Ouço duas vozes cruzadas e quando Baltar vira para mim, fico em pânico. Seus olhos não estão completamente negros, em vez disso seu globo ocular é formado de sombras e suas íris são tão azuladas quanto o sangue parsaxiano.

_Tenho ordens expressas para protegê-la não se preocupe princesa.

Ele disse e soube que não estava mais diante de Balthazar. Mas sim de outra coisa,
uma parte cruel dele da qual certamente queria distância. O ser volta para a batalha, e o
 encaro boquiaberta.

A lenda dos seres Baal e Zebub era real, e de fato meu protetor demoníaco, havia se dividido em duas metades. Sim, o nome dele nunca foi Balthazar Mendes de fato, mas isto não vinha ao caso no momento. O quê importa é saber até quando Belzebu ficará sob controle.

O Executor
LEBLYZ

A garota não para de me olhar como se não confiasse em mim, e isso me incomoda, pois
não estou aqui para lhe ferir e precisamos agir em conjunto, se quiser sobreviver. Atraio Arax para longe dela, e lutamos sem parar. A lança da alabarda quase me atinge. Todavia evito
 o golpe ao me defender com a espada que roubei de um dos membros abatidos. O quê o
leva a pular para trás na tentativa de não ser desarmado.

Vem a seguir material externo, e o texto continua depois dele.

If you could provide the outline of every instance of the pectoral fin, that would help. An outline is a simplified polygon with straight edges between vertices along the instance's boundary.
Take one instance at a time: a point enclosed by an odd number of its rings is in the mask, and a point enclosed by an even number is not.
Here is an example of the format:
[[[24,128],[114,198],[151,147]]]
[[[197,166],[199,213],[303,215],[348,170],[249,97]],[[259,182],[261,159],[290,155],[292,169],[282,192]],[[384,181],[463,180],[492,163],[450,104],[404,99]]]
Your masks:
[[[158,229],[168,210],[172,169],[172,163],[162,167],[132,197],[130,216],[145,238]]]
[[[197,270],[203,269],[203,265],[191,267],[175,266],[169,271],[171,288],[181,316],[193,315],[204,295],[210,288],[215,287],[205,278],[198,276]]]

Sorrio. Talvez lutar contra Baltar fosse fácil. Mas comigo é totalmente diferente. Eu sou uma máquina de matar que destrói tudo o quê aparecer na minha frente. O sangue. A morte. A dor deles me fortalece. Sendo assim não adianta esperar alguma piedade da minha parte, já que certamente não irei conceder tal consideração.

Não é do meu feitio. Avanço sedento pela adrenalina da luta, e isso faz com que Arax
fique intimidado. É óbvio que vou vencê-lo. Meu oponente ofega demonstrando descontrole,
e em seguida chama o seu exército, ou o quê sobrou dele, para me atacar. Isso me faz gargalhar ao ponto de largar o instrumento de batalha, para me arremessar contra o vento, e quando o faço, deixo um rastro vivo de sangue na terra arenosa. Baltar estava preocupado demais com Alicia e suas próprias limitações. Por essa razão esqueceu do quanto somos fortes, mesmo
com a energia mais fraca. Só que eu não.